The code is something that businesses with a premium stock exchange listing must adhere to but is also considered good practice for large, growing and well-established companies.
The code will now state: “Greater emphasis be placed on ensuring that remuneration policies are designed with the long-term success of the company in mind, and that the lead responsibility for doing so rests with the remuneration committee; and,
“Companies should put in place arrangements that will enable them to recover or withhold variable pay when appropriate to do so, and should consider appropriate vesting and holding periods for deferred remuneration.”
The code will also encourage boards to engage more with shareholders when large numbers have disagreed with a resolution.
FRC CEO Stephen Haddrill said: “The changes to the Code are designed to strengthen the focus of companies and investors on the longer term and the sustainability of value creation.”

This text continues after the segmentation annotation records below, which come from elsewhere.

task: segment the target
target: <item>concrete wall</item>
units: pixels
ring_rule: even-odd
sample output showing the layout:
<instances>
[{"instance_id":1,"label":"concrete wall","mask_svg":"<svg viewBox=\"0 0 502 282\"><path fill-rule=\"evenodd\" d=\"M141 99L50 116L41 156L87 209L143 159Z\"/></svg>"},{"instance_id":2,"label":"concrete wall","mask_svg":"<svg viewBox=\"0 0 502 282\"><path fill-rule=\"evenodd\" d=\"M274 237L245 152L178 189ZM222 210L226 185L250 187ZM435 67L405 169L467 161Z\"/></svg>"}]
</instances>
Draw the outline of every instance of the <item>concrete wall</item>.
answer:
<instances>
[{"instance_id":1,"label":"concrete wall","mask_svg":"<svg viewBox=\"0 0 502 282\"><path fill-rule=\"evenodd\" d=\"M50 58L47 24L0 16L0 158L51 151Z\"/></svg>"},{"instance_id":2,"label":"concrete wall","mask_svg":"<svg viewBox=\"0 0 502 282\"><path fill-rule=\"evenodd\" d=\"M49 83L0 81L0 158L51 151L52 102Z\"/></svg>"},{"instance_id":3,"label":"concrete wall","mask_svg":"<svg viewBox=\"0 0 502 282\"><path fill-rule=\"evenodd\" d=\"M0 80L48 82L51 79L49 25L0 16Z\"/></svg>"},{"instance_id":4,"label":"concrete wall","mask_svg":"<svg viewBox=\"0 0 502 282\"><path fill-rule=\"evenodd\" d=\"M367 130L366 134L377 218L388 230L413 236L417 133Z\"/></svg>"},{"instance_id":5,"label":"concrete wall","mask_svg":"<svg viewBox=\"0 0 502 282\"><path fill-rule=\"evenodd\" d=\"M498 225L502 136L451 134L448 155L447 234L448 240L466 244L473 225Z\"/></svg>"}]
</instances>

Dr Roger Barker, director of corporate governance at the Institute of Directors, said: “We are supportive of a greater emphasis on ensuring that remuneration policies are designed with the long-term success of the company in mind. The Code is right to encourage companies to recover or withhold variable pay when appropriate to do so, and to carefully consider appropriate significant vesting and holding periods for deferred remuneration.
“It is also appropriate for companies to explain, when publishing general meeting results, how they intend to engage with shareholders when a significant percentage of them have voted against any resolution.”
Barker warned, however, that new rules forcing businesses to issue a “viability statement” examining prospects for the future beyond 12 months may not work so well in practice.
He said: “The future is inherently uncertain and companies do not have crystal balls. Although investors would like companies to provide them with certainty about their future prospects, this is often not realistic.”